Negli scorsi giorni sui media argentini Dibu Martinez aveva dichiarato di sentirsi alla fine del suo ciclo in nazionale e di non essersi percepito come un giocatore utile, finora, in questo Mondiale. Anche grazie al continuo stress a cui è stato sottoposto dall'attacco svizzero il Dibu è stato smentito, giocando una partita di autorità e controllo, necessaria per dare sicurezza a tutto il reparto. Non è stato spettacolare bensì silenzioso, attento e preciso su un paio di parate che non erano difficili in sé e per sé ma servivano a riaffermare che il Dibu può essere ancora decisivo in nazionale e che l'ultimo tango si può rimandare, almeno per qualche altra partita.
La zona di campo più critica per Scaloni è stata finora il centrocampo, e ieri è stato tradito proprio dai quattro in mezzo al campo, nonostante il gol di Mac Allister. Il centrocampo dell'Argentina è stato piatto e impreciso nel fondamentale lavoro di filtro che gli veniva chiesto, con l'uscita di De Paul sugli esterni lenta e svogliata, ne è esempio il gol elvetico, e un Enzo che difensivamente si è limitato a una pressione blanda, cercando di agire sulle linee di passaggio. Seppur sottotono Paredes è stato, ancora, l'equilibratore di questa squadra e la giocata con cui fa ammonire Embolo, per poi farlo espellere, è una genialità degna della trappola con cui il Cholo Simeone ingannò Beckham a Francia '98. Il cambio di Almada è stato l'unico modo che ha avuto Scaloni per ristrutturare il centrocampo e il neo acquisto del River, finalmente, ha risposto presente essendo molto attivo ed energico.
Un Messi abbastanza nervoso è stato protagonista di una partita che sembrava non volerlo far entrare, relegandolo ad un ruolo di spettatore.

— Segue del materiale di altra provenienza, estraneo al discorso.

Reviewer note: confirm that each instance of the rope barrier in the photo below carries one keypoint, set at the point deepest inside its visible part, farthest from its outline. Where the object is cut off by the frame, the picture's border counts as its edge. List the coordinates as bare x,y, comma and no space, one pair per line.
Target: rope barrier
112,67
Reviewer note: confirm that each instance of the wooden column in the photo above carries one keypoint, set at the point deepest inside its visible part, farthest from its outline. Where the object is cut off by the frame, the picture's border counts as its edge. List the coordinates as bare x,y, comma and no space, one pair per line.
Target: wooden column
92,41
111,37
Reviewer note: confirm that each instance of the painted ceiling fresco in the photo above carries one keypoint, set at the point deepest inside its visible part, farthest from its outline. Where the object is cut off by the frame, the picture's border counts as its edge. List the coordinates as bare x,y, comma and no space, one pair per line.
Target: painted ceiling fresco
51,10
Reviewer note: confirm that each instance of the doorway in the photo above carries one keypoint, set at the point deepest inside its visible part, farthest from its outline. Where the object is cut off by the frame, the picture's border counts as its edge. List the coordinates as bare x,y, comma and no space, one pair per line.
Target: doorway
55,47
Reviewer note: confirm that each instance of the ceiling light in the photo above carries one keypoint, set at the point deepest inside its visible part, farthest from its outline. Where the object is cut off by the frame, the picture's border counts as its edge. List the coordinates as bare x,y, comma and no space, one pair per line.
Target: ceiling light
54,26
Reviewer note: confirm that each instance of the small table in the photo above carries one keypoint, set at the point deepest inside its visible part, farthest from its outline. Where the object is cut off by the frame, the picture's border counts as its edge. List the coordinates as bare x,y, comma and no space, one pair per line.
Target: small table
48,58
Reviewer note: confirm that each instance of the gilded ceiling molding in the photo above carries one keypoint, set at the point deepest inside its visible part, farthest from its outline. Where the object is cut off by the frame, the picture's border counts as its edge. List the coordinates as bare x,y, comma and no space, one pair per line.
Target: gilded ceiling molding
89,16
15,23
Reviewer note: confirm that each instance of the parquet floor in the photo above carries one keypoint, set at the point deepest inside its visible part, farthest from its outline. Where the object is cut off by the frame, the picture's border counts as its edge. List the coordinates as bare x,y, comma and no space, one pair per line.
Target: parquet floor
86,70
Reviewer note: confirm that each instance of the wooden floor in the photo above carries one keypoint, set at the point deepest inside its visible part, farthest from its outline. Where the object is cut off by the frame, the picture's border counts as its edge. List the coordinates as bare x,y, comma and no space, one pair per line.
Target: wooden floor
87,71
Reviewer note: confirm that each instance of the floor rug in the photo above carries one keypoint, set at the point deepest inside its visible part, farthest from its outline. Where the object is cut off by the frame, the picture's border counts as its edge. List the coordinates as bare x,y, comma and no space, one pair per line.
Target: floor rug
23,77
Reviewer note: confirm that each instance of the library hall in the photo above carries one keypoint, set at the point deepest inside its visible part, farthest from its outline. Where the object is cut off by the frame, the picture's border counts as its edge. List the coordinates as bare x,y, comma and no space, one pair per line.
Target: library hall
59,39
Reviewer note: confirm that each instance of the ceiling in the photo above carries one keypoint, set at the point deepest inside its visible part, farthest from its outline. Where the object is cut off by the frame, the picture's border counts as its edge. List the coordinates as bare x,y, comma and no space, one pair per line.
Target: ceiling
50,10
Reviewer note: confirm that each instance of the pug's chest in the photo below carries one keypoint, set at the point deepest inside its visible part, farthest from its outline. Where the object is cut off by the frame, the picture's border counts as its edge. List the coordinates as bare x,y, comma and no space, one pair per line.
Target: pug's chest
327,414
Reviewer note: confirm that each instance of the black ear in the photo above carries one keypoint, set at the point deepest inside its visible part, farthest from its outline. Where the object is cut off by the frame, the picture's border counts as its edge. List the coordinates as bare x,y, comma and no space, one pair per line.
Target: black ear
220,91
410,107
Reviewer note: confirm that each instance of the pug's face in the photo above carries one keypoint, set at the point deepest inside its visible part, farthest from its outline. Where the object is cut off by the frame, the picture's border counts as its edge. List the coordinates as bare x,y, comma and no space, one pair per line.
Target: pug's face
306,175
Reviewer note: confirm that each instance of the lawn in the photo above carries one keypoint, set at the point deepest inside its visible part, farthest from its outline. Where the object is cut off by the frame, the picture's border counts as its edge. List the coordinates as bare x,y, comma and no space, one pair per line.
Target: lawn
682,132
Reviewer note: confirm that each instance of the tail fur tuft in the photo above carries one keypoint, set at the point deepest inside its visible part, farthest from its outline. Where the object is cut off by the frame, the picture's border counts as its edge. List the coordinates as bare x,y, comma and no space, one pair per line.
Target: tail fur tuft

Il fantasista argentino ha provato a trovarsi la posizione in campo, prima a destra, poi in mezzo ma anche più basso per prendere il pallone, provando ad associarsi con i compagni ma trovando quasi sempre il muro svizzero a rimbalzare i loro colpi. Ha giocato la partita necessaria e che si chiede ad un leader, provando a farsi scudo per i compagni ma venendo innalzato da un gruppo che si chiude a testuggine per preservare il suo capitano e capisce perfettamente quando è in difficoltà, sopperendovi. Messi voleva segnare, si vedeva dal linguaggio del corpo, dalla rabbia con cui ha calciato in porta al novantunesimo, ma il contributo che ha dato, pur non segnando, è stato comunque quello di un giocatore che sa di poter - e dover - incidere in questo tipo di partite.
La prossima partita è di quelle che fanno tremare le gambe e stringere i polmoni e in Argentina verrà vissuta con un gusto speciale, per le Malvinas, per la Mano de Dios, per Francia '98 e per sfatare quel senso di superiorità con cui gli inglesi guardano il mondo. Questo tipo di Argentina è la squadra perfetta per questo genere di partite, dove i fattori personali diventano ingombranti e decisivi e il pallone, ad ogni passaggio, pesa un poco di più. Inoltre, Messi ha vinto tutto con la Seleccion e infranto qualsiasi tipo di record, gli manca solo di giocare una partita contro l'Inghilterra. L'ennesima chiamata con la storia.